The early 's also saw significant progress by several Japanese groups in unraveling the biosynthetic pathway to BRs from common membrane sterols Fujioka and Sakurai, While most chemists and biologists involved in BR research believed these compounds were indeed a new class of plant hormone Sasse,unequivocal proof of their indispensable role in plant growth and development was not available untilwhen a series of four independent reports described the identification and properties of one BR-insensitive Clouse et al.

The mutants exhibited an extreme dwarf phenotype, which could be rescued to wildtype by BR treatment of the deficient mutants. Moreover, it was demonstrated that two of the deficient mutants resulted from lesions in genes encoding steroid biosynthetic enzymes.

Materials and Methods Seeds of Brassica oleracea var. Seeds were surface sterilized with hypochlorite and rinsed th times with DDW and primed with epiBL and homoBL concentrations 0, M for 8th hours and DW as control.

The treated seeds were sown in three replications. Morphological data in terms of seedling growth germination, shoot length, root length, fresh weight and dry weight were measured on 10th day excluding germination it was observed on 3rd and 4th day. The samples were harvested for the various biochemical analyses 10 DAS. Determination of pigments Chl a, b and carotenoids Total chlorophyll Chlchlorophyll a, b and carotenoid Car content were quantified by following the method of Lichtenthaler et al.

Brassinosteroid phytohormones: structure, bioactivity and applications

Fresh leaves were homogenized in 3. Determination of carbohydrate, sugar, reducing and reducing sugar content Carbohydrate content was estimated by the method of Dubois et al. Reaction mixture contains phenol reagents, H2SO4 and samples were incubated at room temperature for 30 minutes.
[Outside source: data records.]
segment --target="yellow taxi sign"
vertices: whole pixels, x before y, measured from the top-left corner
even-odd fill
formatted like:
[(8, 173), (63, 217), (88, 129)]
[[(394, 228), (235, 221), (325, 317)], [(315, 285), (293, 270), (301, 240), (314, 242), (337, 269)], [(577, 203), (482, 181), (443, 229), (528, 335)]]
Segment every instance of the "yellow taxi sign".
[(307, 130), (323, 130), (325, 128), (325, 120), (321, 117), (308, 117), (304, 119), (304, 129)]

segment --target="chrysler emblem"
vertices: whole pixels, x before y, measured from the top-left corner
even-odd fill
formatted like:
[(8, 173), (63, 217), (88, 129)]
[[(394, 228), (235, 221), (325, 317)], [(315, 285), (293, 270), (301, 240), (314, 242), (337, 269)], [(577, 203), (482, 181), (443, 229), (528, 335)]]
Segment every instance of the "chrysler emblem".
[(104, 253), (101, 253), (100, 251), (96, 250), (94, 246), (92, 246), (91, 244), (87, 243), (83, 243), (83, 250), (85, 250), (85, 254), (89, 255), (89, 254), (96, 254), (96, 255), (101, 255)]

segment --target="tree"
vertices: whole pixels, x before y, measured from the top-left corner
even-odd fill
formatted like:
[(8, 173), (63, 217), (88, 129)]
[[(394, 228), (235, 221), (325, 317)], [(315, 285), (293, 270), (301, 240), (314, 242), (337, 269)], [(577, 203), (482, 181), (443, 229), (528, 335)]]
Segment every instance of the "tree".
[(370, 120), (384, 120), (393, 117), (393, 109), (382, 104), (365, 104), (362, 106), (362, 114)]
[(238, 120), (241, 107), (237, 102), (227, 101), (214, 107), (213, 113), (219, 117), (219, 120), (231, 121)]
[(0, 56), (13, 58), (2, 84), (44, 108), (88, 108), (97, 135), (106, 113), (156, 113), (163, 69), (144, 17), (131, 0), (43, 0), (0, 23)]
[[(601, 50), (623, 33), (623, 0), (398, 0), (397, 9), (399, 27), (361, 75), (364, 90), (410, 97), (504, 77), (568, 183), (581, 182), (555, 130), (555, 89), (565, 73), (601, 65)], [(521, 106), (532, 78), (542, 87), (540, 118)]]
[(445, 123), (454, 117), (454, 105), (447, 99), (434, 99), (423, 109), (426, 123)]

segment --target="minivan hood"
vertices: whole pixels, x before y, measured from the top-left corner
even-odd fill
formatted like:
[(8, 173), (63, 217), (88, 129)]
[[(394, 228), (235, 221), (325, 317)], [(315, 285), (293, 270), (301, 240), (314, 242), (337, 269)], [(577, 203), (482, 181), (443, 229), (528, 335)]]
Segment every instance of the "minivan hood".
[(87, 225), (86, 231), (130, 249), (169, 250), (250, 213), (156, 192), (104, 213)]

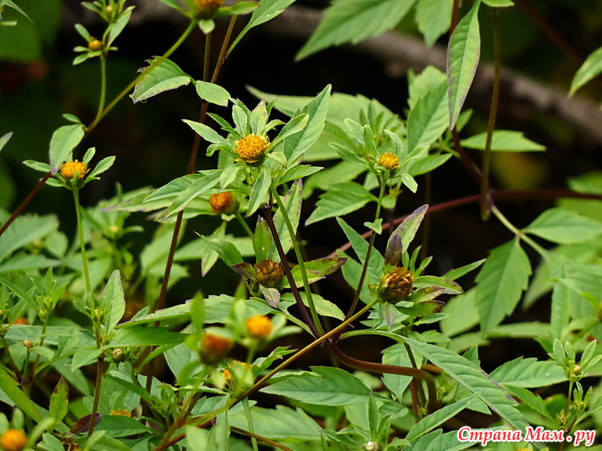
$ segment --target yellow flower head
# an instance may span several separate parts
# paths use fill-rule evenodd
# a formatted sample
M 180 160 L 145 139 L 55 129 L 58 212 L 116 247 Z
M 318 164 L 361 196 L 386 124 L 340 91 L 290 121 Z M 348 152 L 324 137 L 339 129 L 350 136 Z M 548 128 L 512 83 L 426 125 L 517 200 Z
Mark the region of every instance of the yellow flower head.
M 0 443 L 4 451 L 21 451 L 27 445 L 27 438 L 20 429 L 7 429 Z
M 252 338 L 263 340 L 272 331 L 272 320 L 261 315 L 252 316 L 246 320 L 246 331 Z
M 61 176 L 68 180 L 75 177 L 76 173 L 78 173 L 77 178 L 78 179 L 83 178 L 83 176 L 85 176 L 88 171 L 90 169 L 86 168 L 85 163 L 78 162 L 78 160 L 61 164 Z
M 259 161 L 268 145 L 270 141 L 265 136 L 251 134 L 236 142 L 236 148 L 234 150 L 240 155 L 240 158 L 237 161 L 255 163 Z
M 98 39 L 94 38 L 90 38 L 90 42 L 88 43 L 88 48 L 91 50 L 98 50 L 102 47 L 102 43 Z
M 236 198 L 229 191 L 211 194 L 209 197 L 209 205 L 214 209 L 214 213 L 233 213 L 238 207 Z
M 393 171 L 399 167 L 399 159 L 391 152 L 387 152 L 380 156 L 378 164 L 385 169 Z

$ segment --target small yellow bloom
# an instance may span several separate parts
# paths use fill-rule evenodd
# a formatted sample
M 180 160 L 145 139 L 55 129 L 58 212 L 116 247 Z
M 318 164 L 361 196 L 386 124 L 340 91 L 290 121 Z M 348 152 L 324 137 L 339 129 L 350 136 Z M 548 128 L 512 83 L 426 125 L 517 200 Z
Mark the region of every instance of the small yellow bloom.
M 209 197 L 209 205 L 214 213 L 232 213 L 238 206 L 236 198 L 229 191 L 216 193 Z
M 27 445 L 27 438 L 20 429 L 7 429 L 0 443 L 4 451 L 21 451 Z
M 88 43 L 88 48 L 91 50 L 98 50 L 101 47 L 102 47 L 102 43 L 94 38 L 91 38 Z
M 259 161 L 269 145 L 270 141 L 265 136 L 251 134 L 236 142 L 236 148 L 234 150 L 240 155 L 240 158 L 237 161 L 255 163 Z
M 261 315 L 252 316 L 246 320 L 246 331 L 251 338 L 263 340 L 272 331 L 272 320 Z
M 387 152 L 380 156 L 378 164 L 385 169 L 393 171 L 399 167 L 399 159 L 391 152 Z
M 70 180 L 75 177 L 76 173 L 78 173 L 77 178 L 83 178 L 86 173 L 90 169 L 86 168 L 85 164 L 78 162 L 78 160 L 68 162 L 61 164 L 61 176 L 66 180 Z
Absorbance was taken at nm and amount of carbohydrate was expressed as mg g-1 fresh weight. Total sugar was estimated following the method of Loewus [ 10 ].
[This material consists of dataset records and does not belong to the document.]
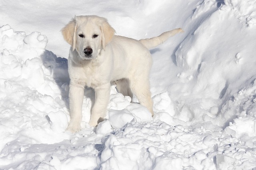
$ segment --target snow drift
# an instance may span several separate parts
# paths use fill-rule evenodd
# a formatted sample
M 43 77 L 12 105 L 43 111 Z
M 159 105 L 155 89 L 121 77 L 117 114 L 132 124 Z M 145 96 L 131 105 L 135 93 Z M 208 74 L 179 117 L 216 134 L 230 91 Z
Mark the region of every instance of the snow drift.
M 74 9 L 67 1 L 59 8 L 42 6 L 31 17 L 33 6 L 41 4 L 34 3 L 20 5 L 27 11 L 0 5 L 0 168 L 256 168 L 256 0 L 92 1 L 88 14 L 82 1 Z M 46 22 L 46 7 L 62 24 Z M 65 131 L 69 47 L 55 29 L 75 14 L 92 12 L 109 19 L 118 34 L 138 39 L 172 28 L 185 31 L 150 51 L 154 117 L 113 86 L 105 120 L 91 127 L 94 96 L 88 88 L 82 129 L 73 134 Z M 22 22 L 20 13 L 32 21 Z M 21 23 L 48 33 L 16 31 Z

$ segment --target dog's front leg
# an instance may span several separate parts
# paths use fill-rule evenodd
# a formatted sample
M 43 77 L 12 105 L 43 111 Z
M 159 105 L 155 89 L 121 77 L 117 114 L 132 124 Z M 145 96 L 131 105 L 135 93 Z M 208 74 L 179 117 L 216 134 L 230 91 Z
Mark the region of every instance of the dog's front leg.
M 72 84 L 69 87 L 69 107 L 70 120 L 67 130 L 75 133 L 81 130 L 82 109 L 84 100 L 84 86 Z
M 91 126 L 96 126 L 103 120 L 109 102 L 110 89 L 110 83 L 94 88 L 95 102 L 92 110 L 92 115 L 89 122 Z

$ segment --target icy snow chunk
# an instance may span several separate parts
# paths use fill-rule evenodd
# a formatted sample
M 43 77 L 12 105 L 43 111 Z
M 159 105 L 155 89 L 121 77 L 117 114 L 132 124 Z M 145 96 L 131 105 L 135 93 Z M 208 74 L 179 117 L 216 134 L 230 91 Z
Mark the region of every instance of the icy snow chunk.
M 230 130 L 228 129 L 226 130 L 228 127 Z M 238 138 L 245 135 L 254 137 L 256 136 L 256 118 L 247 115 L 244 117 L 235 119 L 234 123 L 230 123 L 229 126 L 225 128 L 224 131 L 231 133 L 231 135 L 235 135 Z
M 111 109 L 108 113 L 109 123 L 114 128 L 121 128 L 135 119 L 127 109 Z
M 172 116 L 166 112 L 158 112 L 155 114 L 155 120 L 159 120 L 166 123 L 173 125 L 173 121 Z
M 22 66 L 22 77 L 27 80 L 28 86 L 38 87 L 44 82 L 44 71 L 42 68 L 42 63 L 38 58 L 27 59 Z
M 56 132 L 62 132 L 66 131 L 68 127 L 68 117 L 63 112 L 56 112 L 51 111 L 48 114 L 50 118 L 51 129 Z
M 6 35 L 10 37 L 13 34 L 13 29 L 11 28 L 9 25 L 6 25 L 2 27 L 0 27 L 0 36 L 2 37 L 4 35 Z
M 48 42 L 46 36 L 39 32 L 33 32 L 24 39 L 24 42 L 31 47 L 44 49 Z
M 154 111 L 166 112 L 169 113 L 171 115 L 175 113 L 173 104 L 171 100 L 168 92 L 165 92 L 157 94 L 152 98 L 154 101 Z
M 152 120 L 152 114 L 144 106 L 136 103 L 131 104 L 126 109 L 135 118 L 137 121 L 148 121 Z
M 98 124 L 96 129 L 97 134 L 106 134 L 112 131 L 111 125 L 108 120 L 102 121 Z

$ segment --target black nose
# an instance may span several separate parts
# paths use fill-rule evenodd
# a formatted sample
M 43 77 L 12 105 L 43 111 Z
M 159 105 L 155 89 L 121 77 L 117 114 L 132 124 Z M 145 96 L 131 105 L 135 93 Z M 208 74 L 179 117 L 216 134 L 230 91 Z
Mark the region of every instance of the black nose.
M 90 48 L 86 48 L 84 50 L 84 53 L 86 55 L 90 55 L 92 53 L 92 49 Z

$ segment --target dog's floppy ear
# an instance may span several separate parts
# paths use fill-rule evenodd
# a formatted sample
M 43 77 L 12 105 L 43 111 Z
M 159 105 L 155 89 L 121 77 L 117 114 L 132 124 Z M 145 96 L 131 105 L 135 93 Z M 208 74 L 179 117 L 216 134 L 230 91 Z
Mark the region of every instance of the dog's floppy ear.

Reaction mixture contains 0. Reaction mixture was heated for 10 min in boiling water bath and cooled rapidly at room temperature. Absorbance was measured at nm. Amount of total sugars content was calculated and expressed as mg g-1 fresh weight.

Reducing sugar content was estimated by the method of Nelson [ 11 ]. Determination of protein content Protein estimation was done following the method of Lowry et al. Statistical analysis All analyses were done on a completely randomized design. Maximum germination recorded with 10—9 mM epiBL Fresh weight and dry weight were evaluated and var.

Brassinosteroids

A similar trend in increase in fresh weight and dry weight was revealed in var. Increase in shoot length was recorded in all the primed treated varieties to control and effective amelioration in length was seen in 10—6 mM homoBL in var.

structure activity relationship of brassinosteroids in cabbage

The experimental data revealed maximum root length in control in all the experimental varieties. Inhibition of root length in BRs primed seeds was observed in all the treatments of brassinosteroids. Brassinosteroids treatment significantly influenced the photosynthetic pigments.